Nitrogen is a major structural component of many organic compounds found in plants including chlorophyll, proteins, nucleic acids and enzymes. Proper nitrogen nutrition is commonly associated with development of aboveground parts of the tree, including branch length and diameter growth, bud number and size, and foliage density and color. The most common visible symptom of nitrogen deficiency in Christmas trees is yellowing and stunting of needles. Because nitrogen is a mobile nutrient within the tree, older needles yellow first as nitrogen can move to the younger foliage.
Although nitrogen is a critical nutrient for Christmas trees, N recommendations are not based on soil testing. This is because nitrogen is a mobile nutrient in the soil, and levels can fluctuate widely with weather and soil conditions over a short time. Nitrogen rates primarily are determined by species and trees age in order to match soil supply with plant uptake Foliar testing is a useful tool to assess nitrogen levels. (examples)

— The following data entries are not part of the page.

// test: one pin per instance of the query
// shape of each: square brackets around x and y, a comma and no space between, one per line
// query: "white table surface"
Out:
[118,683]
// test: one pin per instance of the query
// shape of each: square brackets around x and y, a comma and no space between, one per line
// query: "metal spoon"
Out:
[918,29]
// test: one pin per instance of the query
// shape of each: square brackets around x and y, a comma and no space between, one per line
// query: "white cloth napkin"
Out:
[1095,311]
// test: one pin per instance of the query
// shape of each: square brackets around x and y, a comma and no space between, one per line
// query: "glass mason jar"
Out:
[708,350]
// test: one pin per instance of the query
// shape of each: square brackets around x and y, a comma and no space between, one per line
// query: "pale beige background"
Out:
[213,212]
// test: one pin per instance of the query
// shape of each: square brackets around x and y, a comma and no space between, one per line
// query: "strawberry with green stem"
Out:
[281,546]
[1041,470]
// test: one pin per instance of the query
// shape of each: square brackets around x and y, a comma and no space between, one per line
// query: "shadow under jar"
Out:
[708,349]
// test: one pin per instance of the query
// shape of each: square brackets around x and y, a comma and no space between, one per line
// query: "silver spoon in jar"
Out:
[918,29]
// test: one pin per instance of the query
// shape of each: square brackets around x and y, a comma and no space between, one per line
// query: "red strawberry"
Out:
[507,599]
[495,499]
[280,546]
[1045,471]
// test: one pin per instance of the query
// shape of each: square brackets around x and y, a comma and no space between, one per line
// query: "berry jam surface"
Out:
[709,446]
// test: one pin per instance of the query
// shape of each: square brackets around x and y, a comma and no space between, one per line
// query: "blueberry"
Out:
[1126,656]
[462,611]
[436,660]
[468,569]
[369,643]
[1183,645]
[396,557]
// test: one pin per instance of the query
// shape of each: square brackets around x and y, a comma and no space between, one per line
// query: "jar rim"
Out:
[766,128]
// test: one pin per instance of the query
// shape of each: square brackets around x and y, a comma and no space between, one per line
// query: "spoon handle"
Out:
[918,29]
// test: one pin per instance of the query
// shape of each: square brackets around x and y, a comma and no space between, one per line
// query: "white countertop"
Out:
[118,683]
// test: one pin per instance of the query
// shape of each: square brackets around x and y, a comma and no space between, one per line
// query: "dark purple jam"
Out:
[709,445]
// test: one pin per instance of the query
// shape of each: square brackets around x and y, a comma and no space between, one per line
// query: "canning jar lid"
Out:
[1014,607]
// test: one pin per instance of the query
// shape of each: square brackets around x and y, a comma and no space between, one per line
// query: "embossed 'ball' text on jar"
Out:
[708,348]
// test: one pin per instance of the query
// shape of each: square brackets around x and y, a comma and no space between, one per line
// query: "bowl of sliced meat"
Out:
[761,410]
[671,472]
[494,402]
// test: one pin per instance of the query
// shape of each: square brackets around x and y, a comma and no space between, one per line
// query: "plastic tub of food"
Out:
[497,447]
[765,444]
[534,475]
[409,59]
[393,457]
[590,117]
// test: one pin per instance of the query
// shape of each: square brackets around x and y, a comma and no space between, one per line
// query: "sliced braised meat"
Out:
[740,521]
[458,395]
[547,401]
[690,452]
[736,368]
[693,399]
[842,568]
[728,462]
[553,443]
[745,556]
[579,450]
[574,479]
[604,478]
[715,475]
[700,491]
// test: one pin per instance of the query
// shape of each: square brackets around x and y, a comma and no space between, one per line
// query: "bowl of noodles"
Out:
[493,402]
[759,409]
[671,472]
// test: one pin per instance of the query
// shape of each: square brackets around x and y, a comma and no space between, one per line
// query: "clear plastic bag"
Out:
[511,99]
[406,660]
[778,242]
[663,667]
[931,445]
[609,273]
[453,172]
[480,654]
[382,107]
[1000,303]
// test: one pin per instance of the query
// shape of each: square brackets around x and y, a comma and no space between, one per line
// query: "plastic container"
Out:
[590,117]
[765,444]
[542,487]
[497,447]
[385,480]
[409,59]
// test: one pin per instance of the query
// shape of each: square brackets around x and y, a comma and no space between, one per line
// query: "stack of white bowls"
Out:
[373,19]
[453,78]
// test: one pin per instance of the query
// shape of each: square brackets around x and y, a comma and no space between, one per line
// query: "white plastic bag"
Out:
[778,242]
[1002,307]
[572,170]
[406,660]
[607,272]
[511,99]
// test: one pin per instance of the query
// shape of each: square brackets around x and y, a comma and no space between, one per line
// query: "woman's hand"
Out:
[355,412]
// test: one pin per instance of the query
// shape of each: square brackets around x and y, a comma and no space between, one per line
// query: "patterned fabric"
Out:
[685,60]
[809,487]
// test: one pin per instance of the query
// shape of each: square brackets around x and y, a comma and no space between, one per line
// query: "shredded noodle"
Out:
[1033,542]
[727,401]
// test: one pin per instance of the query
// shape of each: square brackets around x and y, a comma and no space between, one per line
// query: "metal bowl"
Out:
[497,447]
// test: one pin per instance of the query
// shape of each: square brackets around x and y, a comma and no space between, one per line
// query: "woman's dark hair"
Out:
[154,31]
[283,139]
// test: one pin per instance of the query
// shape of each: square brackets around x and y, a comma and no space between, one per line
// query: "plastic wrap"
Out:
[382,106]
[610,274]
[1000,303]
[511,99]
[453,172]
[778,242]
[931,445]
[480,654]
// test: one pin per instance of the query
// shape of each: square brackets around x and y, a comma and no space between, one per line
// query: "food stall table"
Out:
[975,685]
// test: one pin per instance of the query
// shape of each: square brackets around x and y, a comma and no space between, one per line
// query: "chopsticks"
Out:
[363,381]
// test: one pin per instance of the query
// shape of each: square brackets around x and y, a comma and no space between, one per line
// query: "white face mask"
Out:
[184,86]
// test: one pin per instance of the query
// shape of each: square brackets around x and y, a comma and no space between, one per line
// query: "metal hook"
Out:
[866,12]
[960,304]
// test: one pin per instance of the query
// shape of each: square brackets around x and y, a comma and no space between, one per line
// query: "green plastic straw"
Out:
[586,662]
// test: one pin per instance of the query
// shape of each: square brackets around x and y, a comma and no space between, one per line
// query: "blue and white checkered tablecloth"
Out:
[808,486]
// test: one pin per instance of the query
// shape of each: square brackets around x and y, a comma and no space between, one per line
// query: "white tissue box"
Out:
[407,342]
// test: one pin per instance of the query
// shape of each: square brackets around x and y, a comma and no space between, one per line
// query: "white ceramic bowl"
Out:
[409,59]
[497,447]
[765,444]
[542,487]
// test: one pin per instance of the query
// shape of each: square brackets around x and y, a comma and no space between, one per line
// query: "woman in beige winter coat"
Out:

Keeping nitrogen in the root zone:
As mentioned previously, nitrogen is mobile in soil and plants. Nitrogen is mobile in soils because soil microbes eventually convert the various forms of N found in soils to nitrite (NO2) and then nitrate. Both of these compounds are negatively charged and therefore cannot bind to soil organic matter or clay particles, which are also negatively charged. This inability of soils to bind nitrate-N means that excessive nitrogen in soils is subjected to leaching. Loss of nitrogen can be expensive but also can be detrimental to the environment. Excess nitrate is considered a groundwater pollutant. In surface water, excess nitrogen, along with phosphorus, can contribute to harmful algal blooms and oxygen depletion.